The Chain and the Key: Why Enforcing the Law is Not Slavery

“The slave was dragged in chains against his will. The illegal immigrant crosses the border by his own will. To confuse the two is to insult the slave and mock the law. We fight slavery to restore humanity. We enforce borders to restore society.”
In the fever of modern political debate, we often see the weaponization of history. The most potent weapon is the accusation of slavery. If a critic can link a modern policy to the horrors of the plantation, they claim the moral high ground.
We see this today in the argument that enforcing immigration laws is comparable to the oppression of slavery. The logic goes that if you deport a man who just wants to work, you are acting like the slave catcher of old.
But this comparison is not just a historical exaggeration. It is a moral hallucination. It obscures the profound difference between a violation of nature and a violation of law.
The Nature of the Will
To understand the difference, we must look at the human will.
Slavery is an intrinsic evil because it obliterates the will of the victim. The slave is hunted, captured, and held in bondage. He is treated as a thing. The violence is done to him.
Illegal immigration is fundamentally different. It is a voluntary act. The individual chooses to cross a border. He chooses to bypass the legal queue. He chooses to work without documentation. He is not a passive victim of the State; he is an active agent who has decided that his desire for economic opportunity outweighs the laws of the host nation.
To punish the slave for running away is an injustice, because the slave had a natural right to be free. To punish the trespasser for breaking in is justice, because the trespasser had no natural right to enter a house that is not his own.

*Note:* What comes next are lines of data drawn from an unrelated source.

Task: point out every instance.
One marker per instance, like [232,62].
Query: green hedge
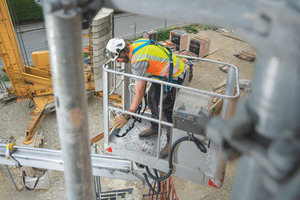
[26,10]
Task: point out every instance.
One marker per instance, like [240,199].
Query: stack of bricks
[150,34]
[179,38]
[199,46]
[102,28]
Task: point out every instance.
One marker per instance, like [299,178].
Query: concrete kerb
[41,25]
[131,36]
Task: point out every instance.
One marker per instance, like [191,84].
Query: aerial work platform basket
[191,107]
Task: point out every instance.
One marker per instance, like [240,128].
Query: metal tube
[65,41]
[115,88]
[159,119]
[212,94]
[105,107]
[229,104]
[141,116]
[275,96]
[126,93]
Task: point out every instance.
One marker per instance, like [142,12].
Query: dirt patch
[14,119]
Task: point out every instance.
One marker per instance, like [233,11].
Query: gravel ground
[14,119]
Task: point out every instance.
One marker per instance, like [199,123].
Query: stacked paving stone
[103,26]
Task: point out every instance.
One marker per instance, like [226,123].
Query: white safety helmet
[115,45]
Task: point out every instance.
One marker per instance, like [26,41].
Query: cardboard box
[199,45]
[150,34]
[179,39]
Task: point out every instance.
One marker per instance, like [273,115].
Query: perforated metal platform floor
[133,142]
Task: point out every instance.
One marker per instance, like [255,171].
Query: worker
[148,59]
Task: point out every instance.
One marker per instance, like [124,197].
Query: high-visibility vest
[157,57]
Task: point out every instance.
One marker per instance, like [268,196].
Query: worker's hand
[121,120]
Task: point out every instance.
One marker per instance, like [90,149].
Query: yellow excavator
[35,82]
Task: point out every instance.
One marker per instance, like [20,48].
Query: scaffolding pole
[64,33]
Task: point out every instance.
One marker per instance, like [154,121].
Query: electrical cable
[199,145]
[36,182]
[149,185]
[31,103]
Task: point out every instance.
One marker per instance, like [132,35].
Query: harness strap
[169,53]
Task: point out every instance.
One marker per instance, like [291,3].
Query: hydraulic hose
[199,145]
[149,185]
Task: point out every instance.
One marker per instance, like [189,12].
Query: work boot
[165,151]
[148,132]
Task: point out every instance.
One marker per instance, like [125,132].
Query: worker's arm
[140,91]
[121,120]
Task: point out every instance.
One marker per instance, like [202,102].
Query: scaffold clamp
[8,154]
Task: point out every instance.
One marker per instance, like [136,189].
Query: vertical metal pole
[165,24]
[105,106]
[229,104]
[65,42]
[273,107]
[126,93]
[134,30]
[160,119]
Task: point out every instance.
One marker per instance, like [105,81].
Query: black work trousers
[168,104]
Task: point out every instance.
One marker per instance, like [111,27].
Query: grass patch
[192,28]
[163,35]
[86,55]
[5,77]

Natural Rights vs. Civil Rights
We must distinguish between what belongs to a man by nature and what belongs to him by citizenship.
Every human being has a Natural Right to life, to worship, and to marry. The State cannot take these away.
But no human being has a Natural Right to live in France, or Japan, or the United States. Residency is a Civil Right. It is a specific compact between the citizen and the State. It is earned through birth or legal naturalization.
When we fight against slavery, we are fighting for the Natural Law -- the truth that no man can own another. But when we enforce the border, we are fighting for the Civil Law -- the truth that a community has the right to determine its own members. To conflate the two is to dissolve the very concept of the Nation.
The Insult to History
There is a deep irony in this comparison. By equating the illegal immigrant with the slave, the critic trivializes slavery.
The slave in the American South did not "break the law" to get there. He was kidnapped. He did not undermine the wages of the native worker by undercutting them; he was forced to work for zero. He did not seek to join the society; he was imprisoned by it.
The illegal immigrant, by contrast, seeks to join the society but refuses to respect its rules. He wants the benefits of the American order -- the economy, the safety, the infrastructure -- without submitting to the discipline of the American law.
Order as the Foundation of Justice
St. Augustine defined peace as "the tranquility of order." You cannot have peace if the law is optional.
When the State enforces its immigration laws, it is not acting with the cruelty of the slave master. It is acting with the responsibility of the steward. It is saying: "This home has doors. If you wish to enter, you must knock. You must respect those who are already here."
To call this "oppression" is to invert the meaning of words. It is the immigrant who breaks the law. It is the employer who exploits the illegal labor who breaks the law. To stop this cycle is not hate. It is the only way to build a society where the law protects everyone -- the citizen, the guest, and the worker alike.